My original remarks had, as a centerpiece, lots of references to the parade field, thinking that’s where we’d be — before the rain. I instead gave them on the Quadrangle, in front of the Chapel, with my back to the field.
For me, it’s rich with memories. It was the first thing I saw in 1978 as I arrived with another new cadet who picked me up in his very loud, primer gray Dodge Charger from my grandparents’ home in Clarksville, TN.
My very proper grandmother cringed when he drove up, Led Zeppelin blasting from an 8 track stereo. He got a speeding ticket before we got outside the city limits. Not a good start.
I had recently completed ROTC Basic Camp at Fort Knox and got to Marion in this jacked-up muscle car, never before having set foot in Alabama, and not having a clue about what to expect.
Riding along Washington Street, looking across the grass of that field, towards this chapel, as an 18 year old kid, I wondered what was ahead, what I had voluntarily gotten myself into, what faced me on the other side of that field.
I now know it was to become one of the most impactful and formative experiences of my life. But it took me years after graduation to fully realize it.
Ten years later I again rattled the historic windows of this campus and surrounding homes, not with a Charger’s booming sub-woofers, but with the distinctive thump-thump of a UH-1 helicopter right in the middle of that field – proud to show my crew this place.
That cemented it. And my appreciation of what MMI gave me has continued to grow.
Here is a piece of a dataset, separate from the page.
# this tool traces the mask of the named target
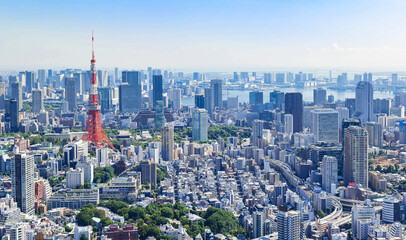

Each time I arrive in Marion, I look across it towards this same chapel, to these same hallowed bricks where I scratched my name in the dead of night. Now standing here to receive this honor, it still moves me.
Especially when I consider my classmates, and the friends I have made among other alumni who I have had the privilege of knowing. They also stood on that field. As have many thousands of cadets in the last 175 years.
Many of them also loved this school.
Many also gained much from their time at MMI.
Many distinguished themselves in their military careers and other places.
Many gave of themselves in service to our country.
Many gave their lives in that service.
Later today we’ll honor some of those we have lost in the last year. Each year, sadly, the names read have become more familiar to me. Their faces and voices, I vividly recall. From the barracks, to the classrooms, pulling duty in the guard house, running on the roads in boots and fatigues, drilling on the quad, and on that field.
In later years – laughing together, swapping lies and reminiscing at reunions like this one – the stories getting bigger every year.
Cadets, faculty and staff.
All deserving of our honor today.
Memories so vibrant that I almost feel like it could once again be me in dress blues and creased white ducks, the glint of polished brass, and drawn saber, commanding Band Company, preparing for the “forward, march!”
That reverie fades when I realize that today I could never pass a uniform inspection, much less a PT test. But, for one fleeting breath, I was on that field.
In my remembrance, I was that young, skinny cadet, standing there, miserable in the Alabama humidity, wishing that fat old guy would finish talking so that we could all change into civvies and head over to Judson to see our sweethearts or with our buddies to wherever we could go with what was left of the weekend.
But this moment is not really about me. It’s about all of these young men and women of the corps, like all those who came before and all who will come after. All pledging themselves to the same imperatives of Truth, Honor and Service.
On that field those values and the lessons that flow from them begin to take life – both for your time at this school and in whatever your future holds. Remember what you take from this school. From that field.
I pray that, as much as this young cadet was ready to head out on the next great adventure, not knowing what was ahead, for each of us, the memories of that field which draw us here today, and the lessons that it taught us, by God’s grace, will continue to do so as long as we draw breath.